Edith Head and the ‘Sabrina’ dress

Special to the Los Angeles Times

Emmy-winning and Oscar-nominated Hollywood costume designer Jean-Pierre Dorléac was mentored by the legendary Edith Head, who died 29 years ago today. He is frustrated by long-standing accounts that credit Givenchy with the classic black H-neckline dress worn by Audrey Hepburn in “Sabrina” [“Impressions of a Legend,” Oct. 3]. Here, from his memoir-in-progress, Dorléac gives Head her say on the controversy:

Secondhand accounts can ruin someone’s reputation as much as malicious rumors. Therefore, I feel it is time to set the record straight.

In early April of 1974, I had the following conversation with Edith Head in her bungalow on the Universal Studio lot while we looked at a rack of costumes she was going through to select garments for her Vogue fashion shows.

She pulled from the rack a crumpled and sagging black dress, and examined it.

I stared at the dress, recognizing it immediately. “That’s the infamous ‘Sabrina’ dress, non?”

“No! It’s the muslin [first-fitting dress], although it’s made in rayon taffeta. See the peplum here? I did away with it when I finalized its look.”


“But, by all the accounts I have heard, didn’t Givenchy make it?”

“Ha,” retorted Edith, “that story has been circulating for years, thanks to Miss Hepburn.”

“But why?”

“So she could gain his favor, I suppose, and get clothes free.” She paused and fluffed up the skirt. “During preproduction for ‘Sabrina,’ she was in San Francisco touring with ‘Gigi,’ and had no time to come to Hollywood for a meeting. So, once more, I went to see her like I did for ‘Roman Holiday,’ when she was performing in New York. She was pleasant enough, but very tenacious in her taste. Her manner remained aloof, although somewhat sad and unhappy. She smiled only when it was necessary. I was beginning to believe the rumors I had heard of how some journalists and other actors regarded her as being self-absorbed. And I realized that any confidence I had built up with her before, now carried little weight. She handed me a croquis, a rough sketch similar to the quick ones I had shown her originally for ‘Roman Holiday,’ and said she had made it while viewing Givenchy’s runway show in Paris. Years later, I learned she had gained access to the showing giving the name ‘Miss Hepburn.’ As she was hardly known at the time since ‘Roman Holiday’ hadn’t yet been released, Givenchy thought it was Katharine Hepburn. The sketch of this dress and several others she pulled forth were the costumes she wanted for ‘Sabrina.’”
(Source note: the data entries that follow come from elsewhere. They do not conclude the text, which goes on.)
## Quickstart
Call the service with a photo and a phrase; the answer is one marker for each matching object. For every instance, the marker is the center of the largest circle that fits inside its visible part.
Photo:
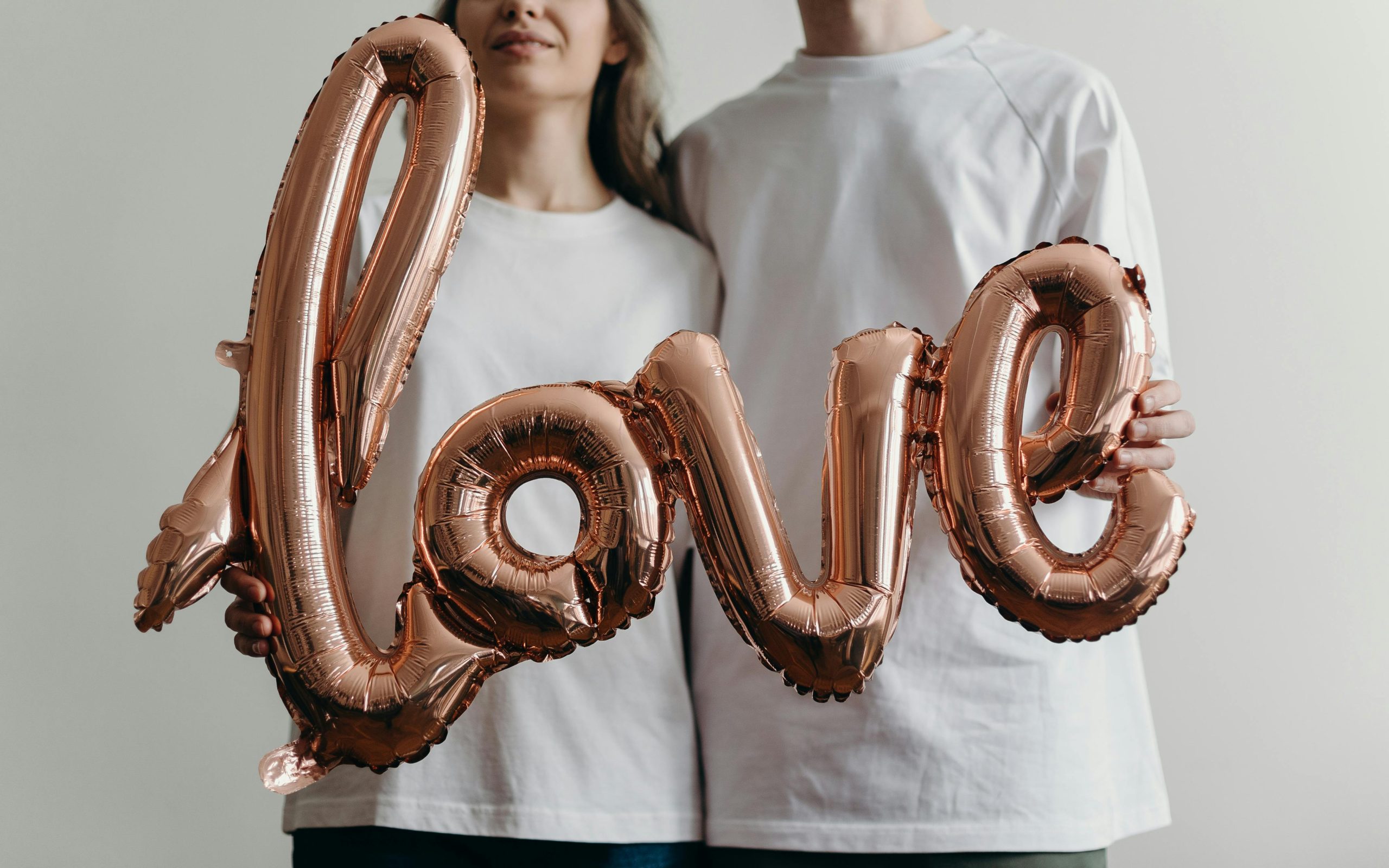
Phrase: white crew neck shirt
(841, 195)
(598, 746)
“But, how could she have been so insistent when you were the costume designer?”

“She had gone to Billy Wilder, the director, explaining that in the story, after she had returned from finishing school in France, she should have real Parisienne clothing. As all directors do, he agreed, in order to keep his star happy. So, in an effort to appease both of them, I consented to the look, but suggested a few changes here and there,” she said proudly, “to give it my touch.” She scrutinized the creation like she had never seen it before. “It was a nice enough design originally but looked even more spectacular when I did away with this awful one-sided peplum and added the bows.”

“Yes, it was stunning, along with the black on white embroidered gown. Did they send you the fabric from his atelier?”

Once more Edith chuckled. “The drawing she presented was of a solid color, supposedly satin, and not embroidered. I never received a thing from Givenchy. My sketch artist did all the final renderings and the patterns were made at Paramount. The wool for her suit, the silk taffeta, the embroidered organza and all the other fabrics used came from local fabric dealers.”

“Then you really designed everything?”

Oui, mon petit.”

“Didn’t it outrage you when you were accused of taking credit for something you supposedly didn’t do?”

“I really didn’t care. Couture has copied my things for years, in addition to countless other costume designers, claiming theirs were the original ideas. It’s all part of the business, unfortunately.”